Он и в будничной беседе продолжал словесное творчество, с удовольствием повторял удачную фразу, с ходу изменял неудачную. Умел помочь собеседнику, толкующему о своем долго, туманно, витиевато, выразить ускользающую мысль коротко и ясно. Мог сбить неуместный пафос рассказчика одним лукаво произнесенным словом. Очень хорошо подхватывал чужую мысль и заканчивал ее в своем ироническом ключе. Однажды мы сидели в комнате однокурсницы, и хозяйка пожаловалась, что уже пятый год учится фотографировать — и все без толку. Я, смеясь, сказал:
— Только женщина может столько лет осваивать несложное дело…
— …и, наконец, заявить, что оно непостижимо, — закончил Саша.
В нашей болтовне часто шли в ход фразы классиков, вроде чеховских: «Что такое слезы человеческие? Малодушная психиатрия, и больше ничего!» или «Человек вы почтенный, а с женщинами держите себя так, как какой-нибудь Джэк». А уже как продолжение этих шуток — собственное вампиловское творчество: «Я впечатлительный — я жениться могу»; «Впал в бесскандальное элегическое настроение»; «Шел с пьяной грацией».
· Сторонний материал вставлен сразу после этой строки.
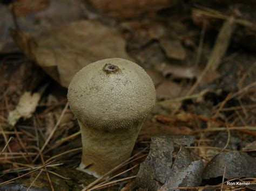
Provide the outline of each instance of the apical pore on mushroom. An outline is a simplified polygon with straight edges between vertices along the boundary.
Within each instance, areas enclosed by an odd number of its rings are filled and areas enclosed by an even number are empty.
[[[78,168],[99,177],[130,157],[155,104],[156,90],[137,64],[107,59],[75,75],[68,98],[81,129],[83,155]]]

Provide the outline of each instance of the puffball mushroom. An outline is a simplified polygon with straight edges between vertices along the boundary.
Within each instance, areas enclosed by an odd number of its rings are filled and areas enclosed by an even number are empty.
[[[153,82],[130,61],[99,60],[82,69],[68,93],[81,129],[78,169],[99,177],[131,155],[142,125],[156,102]]]

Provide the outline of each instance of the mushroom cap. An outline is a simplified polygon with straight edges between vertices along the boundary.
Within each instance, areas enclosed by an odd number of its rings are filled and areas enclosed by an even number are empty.
[[[111,131],[141,124],[155,104],[156,90],[140,66],[112,58],[79,71],[69,85],[68,99],[80,123]]]

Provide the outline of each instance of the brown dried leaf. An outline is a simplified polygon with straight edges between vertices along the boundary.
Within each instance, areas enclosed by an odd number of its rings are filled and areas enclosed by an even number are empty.
[[[194,67],[173,65],[164,62],[156,66],[156,68],[164,76],[171,75],[173,79],[192,79],[197,77],[200,72],[199,69]]]
[[[25,92],[21,97],[15,110],[10,112],[8,116],[9,124],[14,126],[21,117],[26,119],[31,117],[36,110],[41,97],[41,95],[39,93],[31,94],[31,92]]]
[[[108,58],[132,60],[119,32],[97,20],[80,20],[52,29],[34,40],[37,46],[32,50],[29,48],[33,38],[21,31],[16,33],[16,41],[22,43],[18,44],[27,56],[65,87],[78,70],[91,62]]]
[[[49,0],[16,0],[10,5],[17,17],[26,15],[47,8],[50,4]]]
[[[156,88],[157,99],[169,99],[179,96],[183,96],[188,91],[188,87],[165,80]]]

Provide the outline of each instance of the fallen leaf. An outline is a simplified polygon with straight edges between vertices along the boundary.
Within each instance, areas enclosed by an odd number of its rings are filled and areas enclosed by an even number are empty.
[[[22,117],[27,119],[32,116],[38,104],[41,94],[30,91],[25,92],[19,99],[18,105],[15,110],[10,112],[8,116],[8,123],[12,126],[15,125]]]
[[[35,39],[21,31],[15,34],[13,37],[22,43],[18,44],[26,55],[65,87],[78,71],[91,62],[109,58],[132,60],[117,30],[97,20],[75,22]]]

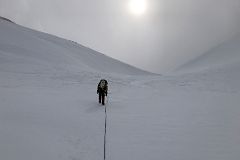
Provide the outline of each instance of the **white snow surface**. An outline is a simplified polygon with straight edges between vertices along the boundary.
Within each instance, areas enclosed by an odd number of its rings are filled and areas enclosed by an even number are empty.
[[[107,160],[239,159],[240,45],[226,44],[160,76],[0,19],[0,159],[103,159],[101,78]]]

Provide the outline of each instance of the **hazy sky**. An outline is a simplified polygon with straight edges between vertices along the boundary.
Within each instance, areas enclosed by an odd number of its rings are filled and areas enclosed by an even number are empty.
[[[145,0],[141,15],[129,1],[0,0],[0,16],[157,73],[240,31],[240,0]]]

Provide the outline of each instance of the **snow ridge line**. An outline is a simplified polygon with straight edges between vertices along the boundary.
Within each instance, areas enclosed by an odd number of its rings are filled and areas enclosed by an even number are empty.
[[[105,106],[104,160],[106,160],[107,107]]]

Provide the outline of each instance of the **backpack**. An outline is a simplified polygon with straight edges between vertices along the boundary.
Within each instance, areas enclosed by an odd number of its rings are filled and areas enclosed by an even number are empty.
[[[101,88],[102,90],[107,90],[107,85],[108,85],[107,80],[101,79],[98,87]]]

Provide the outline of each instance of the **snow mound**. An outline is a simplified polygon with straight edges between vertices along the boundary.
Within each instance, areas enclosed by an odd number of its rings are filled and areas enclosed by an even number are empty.
[[[240,68],[240,35],[184,64],[178,71],[194,72],[229,67]]]
[[[148,74],[76,42],[0,19],[0,71]]]

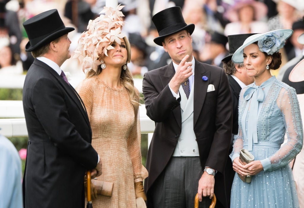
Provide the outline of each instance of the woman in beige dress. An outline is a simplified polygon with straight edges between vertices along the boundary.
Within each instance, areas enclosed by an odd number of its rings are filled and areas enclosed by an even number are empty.
[[[76,90],[90,119],[92,145],[102,161],[97,179],[114,183],[112,197],[97,195],[92,203],[95,208],[144,207],[143,181],[148,172],[141,163],[139,93],[127,66],[130,44],[120,32],[121,8],[105,8],[105,16],[89,22],[75,51],[87,71]]]

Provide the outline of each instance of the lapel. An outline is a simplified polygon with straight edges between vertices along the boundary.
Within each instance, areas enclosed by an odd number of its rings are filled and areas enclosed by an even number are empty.
[[[163,89],[169,83],[170,80],[175,74],[175,70],[173,66],[173,63],[171,62],[171,63],[167,65],[164,75],[160,75],[160,78],[163,85]],[[180,105],[172,111],[180,128],[181,129],[181,113]]]
[[[34,63],[45,69],[53,76],[54,79],[59,83],[61,86],[67,92],[67,94],[68,95],[71,99],[76,104],[85,118],[86,122],[89,126],[90,122],[88,117],[86,110],[84,107],[85,105],[82,102],[82,101],[80,99],[80,96],[78,95],[74,88],[71,84],[69,85],[68,84],[60,75],[47,64],[36,59],[35,59],[34,61]]]
[[[207,94],[208,85],[210,79],[210,71],[207,71],[204,65],[195,60],[195,67],[194,69],[194,98],[193,127],[199,118],[202,108],[204,105],[205,98]],[[208,77],[208,80],[205,81],[202,78],[203,76]]]

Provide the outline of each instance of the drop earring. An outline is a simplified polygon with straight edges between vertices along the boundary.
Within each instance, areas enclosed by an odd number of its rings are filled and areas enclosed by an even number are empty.
[[[103,60],[101,60],[101,65],[100,66],[100,67],[103,69],[105,69],[105,67],[106,66],[105,65],[105,62],[103,61]]]

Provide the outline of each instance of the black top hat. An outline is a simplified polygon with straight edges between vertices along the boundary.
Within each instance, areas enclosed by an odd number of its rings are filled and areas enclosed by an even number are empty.
[[[229,55],[222,60],[223,62],[227,62],[231,60],[232,55],[237,49],[244,43],[247,37],[257,33],[247,33],[228,36],[228,44],[229,45]]]
[[[215,31],[211,35],[210,42],[222,44],[224,45],[224,47],[226,47],[226,44],[228,42],[228,39],[227,36],[224,34]]]
[[[185,30],[191,35],[194,30],[194,24],[186,23],[179,6],[170,7],[155,14],[152,17],[152,21],[159,35],[154,38],[154,42],[161,46],[163,40],[167,36]]]
[[[26,52],[33,51],[75,30],[66,27],[56,9],[33,17],[23,23],[29,41]]]

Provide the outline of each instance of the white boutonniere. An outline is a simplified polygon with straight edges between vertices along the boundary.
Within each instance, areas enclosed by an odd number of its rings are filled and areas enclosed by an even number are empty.
[[[64,71],[63,72],[64,73],[64,74],[65,75],[65,76],[67,77],[67,81],[69,81],[71,80],[71,73],[68,72]]]

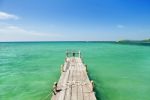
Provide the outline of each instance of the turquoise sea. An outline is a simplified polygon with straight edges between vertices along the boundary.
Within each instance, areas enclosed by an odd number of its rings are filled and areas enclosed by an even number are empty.
[[[67,49],[81,50],[98,100],[150,100],[150,46],[105,42],[0,43],[0,100],[50,100]]]

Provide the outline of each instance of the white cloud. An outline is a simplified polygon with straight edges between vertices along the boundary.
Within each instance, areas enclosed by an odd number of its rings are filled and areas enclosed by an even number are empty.
[[[19,19],[18,16],[0,11],[0,20]]]
[[[121,24],[119,24],[119,25],[117,25],[117,28],[124,28],[125,26],[124,25],[121,25]]]
[[[0,41],[52,41],[60,36],[56,33],[25,30],[13,25],[0,26]]]

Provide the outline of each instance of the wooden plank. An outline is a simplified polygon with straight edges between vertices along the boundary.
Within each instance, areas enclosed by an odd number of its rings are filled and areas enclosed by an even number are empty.
[[[68,57],[58,81],[61,89],[51,100],[96,100],[86,68],[79,57]]]

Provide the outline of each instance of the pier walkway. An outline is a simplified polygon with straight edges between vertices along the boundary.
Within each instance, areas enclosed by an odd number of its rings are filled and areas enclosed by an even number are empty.
[[[60,79],[54,83],[51,100],[96,100],[93,81],[89,80],[80,52],[66,52],[66,56]]]

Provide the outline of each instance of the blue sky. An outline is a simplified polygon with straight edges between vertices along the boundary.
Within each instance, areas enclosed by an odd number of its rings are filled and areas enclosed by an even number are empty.
[[[146,38],[149,0],[0,0],[0,41]]]

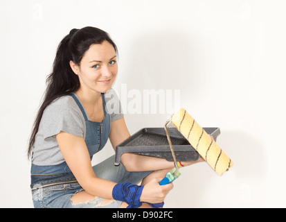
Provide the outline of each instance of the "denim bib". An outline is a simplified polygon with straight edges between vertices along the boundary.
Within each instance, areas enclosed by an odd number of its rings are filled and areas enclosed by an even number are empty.
[[[80,111],[84,117],[86,126],[86,134],[84,142],[89,153],[91,160],[93,155],[100,151],[105,145],[109,136],[111,128],[110,115],[106,112],[105,100],[104,94],[101,94],[102,98],[102,105],[105,117],[101,122],[96,122],[89,120],[84,109],[78,97],[72,94],[71,96],[73,98],[78,105]],[[37,166],[32,164],[31,174],[55,174],[71,173],[66,162],[57,165],[53,166]]]

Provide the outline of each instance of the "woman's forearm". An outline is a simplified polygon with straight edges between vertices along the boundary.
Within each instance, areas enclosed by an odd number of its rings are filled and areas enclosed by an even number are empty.
[[[182,162],[181,163],[186,166],[203,161],[204,160],[200,157],[195,162]],[[129,153],[122,155],[121,162],[126,170],[130,172],[157,171],[175,167],[174,162],[170,162],[166,159]]]
[[[112,190],[116,183],[107,180],[91,178],[82,185],[89,194],[104,199],[112,199]]]

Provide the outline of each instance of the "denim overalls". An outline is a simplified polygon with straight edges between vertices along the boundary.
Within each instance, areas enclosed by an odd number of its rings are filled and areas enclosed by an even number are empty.
[[[88,119],[84,109],[78,97],[72,94],[82,115],[86,125],[85,143],[91,160],[93,155],[100,151],[107,142],[110,128],[110,115],[106,112],[104,94],[101,94],[105,117],[101,122]],[[150,171],[127,172],[123,164],[114,166],[114,156],[93,166],[93,169],[98,178],[116,182],[137,183],[147,176]],[[103,200],[96,198],[82,204],[73,205],[71,198],[83,189],[78,184],[66,162],[53,166],[37,166],[32,164],[31,185],[33,200],[35,207],[118,207],[120,201],[112,200],[110,204],[100,206]]]

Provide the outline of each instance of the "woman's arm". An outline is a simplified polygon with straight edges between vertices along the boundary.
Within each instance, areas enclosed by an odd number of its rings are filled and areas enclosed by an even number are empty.
[[[130,137],[124,118],[112,121],[109,139],[115,151],[118,144]],[[189,166],[197,162],[184,162],[184,166]],[[121,156],[121,162],[128,171],[145,171],[167,169],[174,167],[174,162],[163,158],[148,157],[134,153],[124,153]]]

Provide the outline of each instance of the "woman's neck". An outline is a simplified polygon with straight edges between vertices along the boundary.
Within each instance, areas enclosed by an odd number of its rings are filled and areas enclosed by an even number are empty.
[[[89,105],[94,105],[100,101],[101,94],[98,92],[84,90],[80,88],[75,92],[78,96],[80,98],[82,103]]]

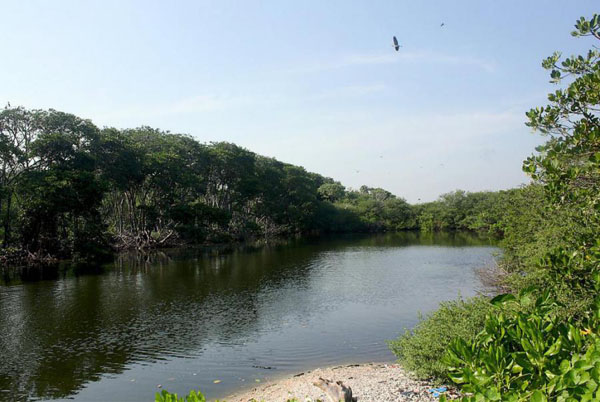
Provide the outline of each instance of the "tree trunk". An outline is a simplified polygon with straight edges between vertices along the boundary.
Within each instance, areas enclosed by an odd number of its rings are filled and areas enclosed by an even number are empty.
[[[331,402],[357,401],[356,397],[352,397],[352,388],[346,387],[341,381],[334,383],[331,380],[319,377],[319,381],[313,384],[323,390]]]

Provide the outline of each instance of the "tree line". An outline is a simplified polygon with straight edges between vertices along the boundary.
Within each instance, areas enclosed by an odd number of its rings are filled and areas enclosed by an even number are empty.
[[[499,194],[457,191],[410,205],[232,143],[151,127],[100,129],[53,109],[0,111],[4,256],[87,258],[314,232],[495,231]]]
[[[444,303],[390,343],[417,375],[454,382],[462,401],[600,400],[600,15],[577,20],[572,36],[595,43],[542,62],[566,85],[527,112],[547,141],[523,163],[535,184],[511,196],[498,225],[504,253],[488,279],[508,293]]]

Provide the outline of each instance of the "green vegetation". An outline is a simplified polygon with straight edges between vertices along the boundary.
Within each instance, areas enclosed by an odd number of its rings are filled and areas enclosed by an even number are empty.
[[[407,370],[421,378],[443,379],[447,373],[441,357],[455,337],[473,339],[483,328],[487,313],[492,309],[487,298],[457,300],[441,303],[440,308],[412,331],[389,342]]]
[[[0,111],[0,262],[323,232],[501,234],[511,192],[411,206],[230,143],[100,129],[56,110]]]
[[[0,156],[4,259],[15,250],[87,258],[111,247],[398,229],[410,220],[408,204],[385,190],[346,191],[234,144],[99,129],[55,110],[0,111]]]
[[[154,398],[155,402],[206,402],[206,398],[202,394],[202,392],[198,391],[190,391],[190,393],[186,396],[178,396],[177,394],[172,394],[167,390],[163,390],[162,392],[157,392],[156,397]],[[215,402],[219,402],[216,400]],[[251,402],[259,402],[255,399],[252,399]],[[262,402],[262,401],[261,401]],[[299,402],[298,399],[288,399],[286,402]],[[320,402],[317,400],[316,402]]]
[[[575,27],[573,36],[600,40],[600,16]],[[600,52],[560,59],[555,53],[543,67],[552,82],[569,84],[527,113],[527,124],[549,137],[524,162],[535,184],[515,190],[495,224],[505,249],[499,281],[518,296],[492,299],[470,333],[461,333],[468,315],[450,333],[437,324],[460,317],[457,304],[392,343],[407,365],[435,356],[418,374],[454,381],[465,401],[600,399]],[[439,350],[449,335],[445,354],[415,346]]]

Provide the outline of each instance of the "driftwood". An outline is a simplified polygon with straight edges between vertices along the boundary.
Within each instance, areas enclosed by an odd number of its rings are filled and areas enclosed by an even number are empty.
[[[356,402],[357,398],[352,397],[352,388],[345,386],[341,381],[333,382],[319,377],[319,381],[313,383],[319,387],[331,402]]]

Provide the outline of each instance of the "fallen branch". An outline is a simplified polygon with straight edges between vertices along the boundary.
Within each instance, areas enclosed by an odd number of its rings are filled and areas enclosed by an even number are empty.
[[[356,397],[352,397],[352,388],[345,386],[341,381],[334,383],[331,380],[319,377],[319,381],[316,381],[313,384],[323,390],[331,402],[357,401]]]

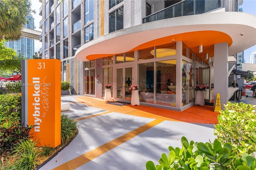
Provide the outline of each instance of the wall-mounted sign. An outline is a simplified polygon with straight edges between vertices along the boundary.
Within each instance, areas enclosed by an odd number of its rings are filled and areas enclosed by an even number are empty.
[[[38,146],[61,143],[60,61],[22,61],[22,122],[35,125],[30,131]]]

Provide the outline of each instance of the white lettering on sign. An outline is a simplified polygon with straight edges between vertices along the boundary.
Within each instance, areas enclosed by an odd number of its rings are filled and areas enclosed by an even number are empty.
[[[33,96],[34,97],[34,103],[32,103],[34,106],[34,112],[33,116],[34,117],[35,132],[40,132],[40,123],[42,120],[40,117],[40,77],[32,77],[33,84],[34,85],[34,93]]]

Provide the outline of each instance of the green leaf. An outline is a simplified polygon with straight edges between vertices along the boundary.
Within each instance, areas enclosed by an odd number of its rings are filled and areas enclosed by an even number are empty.
[[[251,168],[244,165],[239,165],[236,167],[236,170],[251,170]]]
[[[220,160],[223,160],[226,158],[230,155],[230,152],[229,150],[227,148],[222,148],[219,153],[220,155],[222,155],[222,157],[220,159]]]
[[[169,165],[170,165],[172,164],[173,161],[175,160],[176,154],[173,150],[171,150],[169,153]]]
[[[151,160],[147,162],[146,164],[146,168],[147,170],[156,170],[154,162]]]
[[[208,155],[213,156],[212,151],[209,149],[208,146],[203,142],[199,142],[197,144],[197,148],[202,152]]]
[[[222,148],[221,143],[218,140],[213,142],[213,150],[215,154],[218,153]]]
[[[196,162],[198,162],[198,164],[197,165],[198,167],[200,167],[201,166],[201,164],[204,162],[204,158],[201,155],[198,155],[196,157],[195,161]]]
Какие еще качества выделяли его? В нем было необыкновенно развито чувство товарищества. Он не жалел для друзей ничего: ни душевных сил, ни времени, ни средств. «Сам погибай, а товарища выручай» — по этой русской пословице он поступил и в последние минуты своей жизни.
У него, например, было правило: всюду, где приходилось платить деньги — в столовой, в кинотеатре, у входа на танцплощадку, — он рассчитывался только сам. Ты мог сделать это лишь тогда, когда у Саши не оказывалось денег. И голодным ты ходил только в том случае, когда в кармане Вампилова, как и у тебя, не оставалось ни гроша.
Но важнее было другое — тонкость и деликатность, которые Вампилов вносил в отношения товарищества. Мне трудно подтвердить это каким-то особенным, убедительным примером из нашей тогдашней жизни. То, о чем я говорю, пропитывало и речь, и поступки, и все поведение Александра.
В учебе ребята нашей группы, в том числе и Вампилов, особого рвения не проявляли. Стипендию, правда, все студенческие годы получал каждый. Это значит, что провала или посредственной оценки на экзаменах мы избегали (с «тройками» тогда стипендию не давали). Но стремления к высоким оценкам, к успехам пусть не во всех, но хотя бы в отдельных университетских дисциплинах, никто не выказывал. Отчасти это объяснялось, наверное, тем, что лекций, которые вызывали бы особый интерес, оживленные толки и обсуждения в студенческой среде, не читалось. Разумеется, были преподаватели, любящие свой предмет. Но не возникало между нами и большинством наших наставников особой душевной привязанности. И сейчас, когда я читаю в статьях о Вампилове утверждения, что кто-то из университетских преподавателей сразу приметил в студенческой массе «паренька с живыми азиатскими глазами», «тонкими артистическими пальцами» или что его страсть к книгам и театру «умело подогревалась» дальновидными профессорами, то мысленно говорю авторам: не лукавьте, выдавая за истину ваши домыслы. Наоборот, можно только удивляться, что в те времена мало кто из педагогов университета интересовался творчеством студента, который в течение трех лет, начиная с третьего курса, постоянно публиковал в вузовской многотиражке оригинальные рассказы.
Конечно, наставники наши читали их, возможно, даже отмечали для себя, в уме, что автор не без способностей, но никто не проявил желания и не нашел времени, чтобы поговорить с ним; исключение — Василий Прокопьевич Трушкин, опекавший начинающих авторов в литературном объединении.
А обыденные отношения с педагогами — что ж, они были добрыми, иногда, на строгий административный взгляд, даже непозволительно дружескими. К примеру, старший преподаватель С., который вел курс «литературное редактирование», аттестовал нас в конце года так: побеседовал со всеми разом, поставил каждому желанный зачет и тепло попрощался.
Бывали и курьезные случаи. На экзамен по истории КПСС мы пришли в неважной форме: так уж совпало, что накануне вечером отметили в общежитии чей-то день рождения. Саше выпал билет, согласно которому он должен был рассказать о десяти «сталинских ударах», повергших фашистскую Германию в прах. Дело было уже после XX съезда партии, ореол «вождя народов» померк, но — странное дело — миф о полководческом даре вождя продолжал жить, во всяком случае, в вузовских учебных программах. И по воспетому Сашей «стечению обстоятельств» рассказывать мифическую историю разработки «гениальным стратегом» известных военных операций выпало ему, сыну «врага народа»!